About two million jobs are to be created in the textile industry with the expected injection of massive cash to revive the comatose sector
Godwin Emefiele, the CBN governor, said that the apex bank is looking at injecting N100 billion as its intervention in the Cotton, Textile and Garment (CTG) value chain.
The bankers’ bank has already disbursed about N50 billion to the cotton and ginning components.
Also on Wednesday, President Muhammadu Buhari said he had directed the CBN to pump money into the sector for the local production of textiles and garments
The President said the cotton, textile and garment sector had the capacity to transform Nigeria’s economy and refine the sector to bring about an industry capable of creating more than two million jobs.
While the President delivered his message at the 31st National Education Conference of the National Union of Textile Garment and Tailoring Workers of Nigeria (NUTGTWN) in Abuja, Emefiele spoke after the signing of a Memorandum of Understanding (MoU) between the National Cotton Association of Nigeria (NACOTAN), Ginning Companies and Nigerian Textile Manufacturers Association and Armed Forces of Nigeria, Nigeria Police, Paramilitary Institutions & National Youth Service Corps also in Abuja.

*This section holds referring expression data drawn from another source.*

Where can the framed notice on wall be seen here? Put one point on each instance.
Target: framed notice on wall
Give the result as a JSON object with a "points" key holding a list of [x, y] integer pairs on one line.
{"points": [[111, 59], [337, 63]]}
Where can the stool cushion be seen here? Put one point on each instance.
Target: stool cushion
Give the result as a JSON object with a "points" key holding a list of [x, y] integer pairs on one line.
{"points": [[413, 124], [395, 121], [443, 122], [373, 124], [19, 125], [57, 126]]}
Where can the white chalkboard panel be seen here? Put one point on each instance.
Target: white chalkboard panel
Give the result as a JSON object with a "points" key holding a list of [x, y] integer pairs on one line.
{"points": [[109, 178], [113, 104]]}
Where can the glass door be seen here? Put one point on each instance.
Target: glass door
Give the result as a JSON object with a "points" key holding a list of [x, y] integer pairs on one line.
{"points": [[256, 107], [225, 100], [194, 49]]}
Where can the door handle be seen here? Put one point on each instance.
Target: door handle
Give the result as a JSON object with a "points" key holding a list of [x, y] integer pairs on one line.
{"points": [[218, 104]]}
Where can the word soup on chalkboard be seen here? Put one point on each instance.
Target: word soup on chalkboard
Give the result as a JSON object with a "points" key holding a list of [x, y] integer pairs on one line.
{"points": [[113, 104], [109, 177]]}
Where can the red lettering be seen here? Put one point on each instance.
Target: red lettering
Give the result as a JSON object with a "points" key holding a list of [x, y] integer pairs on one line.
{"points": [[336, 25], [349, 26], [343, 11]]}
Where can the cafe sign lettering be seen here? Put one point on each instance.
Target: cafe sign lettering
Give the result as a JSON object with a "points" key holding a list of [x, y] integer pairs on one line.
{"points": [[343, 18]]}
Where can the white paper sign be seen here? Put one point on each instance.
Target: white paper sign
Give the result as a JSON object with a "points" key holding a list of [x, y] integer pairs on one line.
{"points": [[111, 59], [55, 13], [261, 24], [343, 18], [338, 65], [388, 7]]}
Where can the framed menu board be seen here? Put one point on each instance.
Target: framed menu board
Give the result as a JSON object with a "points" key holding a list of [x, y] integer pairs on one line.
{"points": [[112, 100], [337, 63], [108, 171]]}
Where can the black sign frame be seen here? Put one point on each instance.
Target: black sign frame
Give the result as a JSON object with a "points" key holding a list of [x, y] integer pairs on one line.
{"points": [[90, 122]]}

The CBN governor said the bank’s intention was to ensure that local players took control of the cotton, textile and garment industry and get it revived to facilitate its job creation capacity.
Emefiele said already, “approval to a tune of N19.18billion has been granted to finance nine ginneries with a view to retooling their processing plants, while providing them with improved access to finance at single digit interest rate.”
The same support he said will be extended to the textile and garment firms, adding that the apex bank had invested heavily in local textile and garment factories “to retool and produce assorted uniforms for our uniformed services that meet international standards.”
According to him, “the CBN is improving the linkage between cotton farmers and ginneries, by ensuring that ginneries are able to off-take the high-quality cotton produced by cotton farmers.”
Emefiele also promised to work with the security agencies, to ensure that the finished uniformed for service personnel and the wastes generated “are treated as currency,” adding that the “highest level of security until they are delivered to the right clients or disposed accordingly.”
Emefiele noted that “production of uniform wears especially for the armed forces calls for high level security concerns in handling, transportation and storage.”
This he added “is to help sustain their operations and improve their production capacity.”
The CBN governor lamented that “smuggling of textiles goods alone is estimated to have cost the nation an import bill of over $4billion annually on textiles and apparel leading to a situation where most of the textile factories, all stopped operations and the workforce in Nigeria’s textile industry stands at less than 20,000 people today from about 2 million in the boom years.”
He was concerned that a large proportion of our clothing materials are imported from Asia and countries in Europe. But going forward, he said “there will be dedicated and carefully planned actions that are holistic and will encompass every node of the CTG value chain.”
The governor explained that the CBN had constituted a Textile Revival Implementation Committee (TRIC) whose members include the CBN, Federal Ministries of Agriculture and Rural Development; Water Resources; Industry, Trade and Investment; and the Governments of Kano, Kaduna, Katsina, Gombe and Zamfara States.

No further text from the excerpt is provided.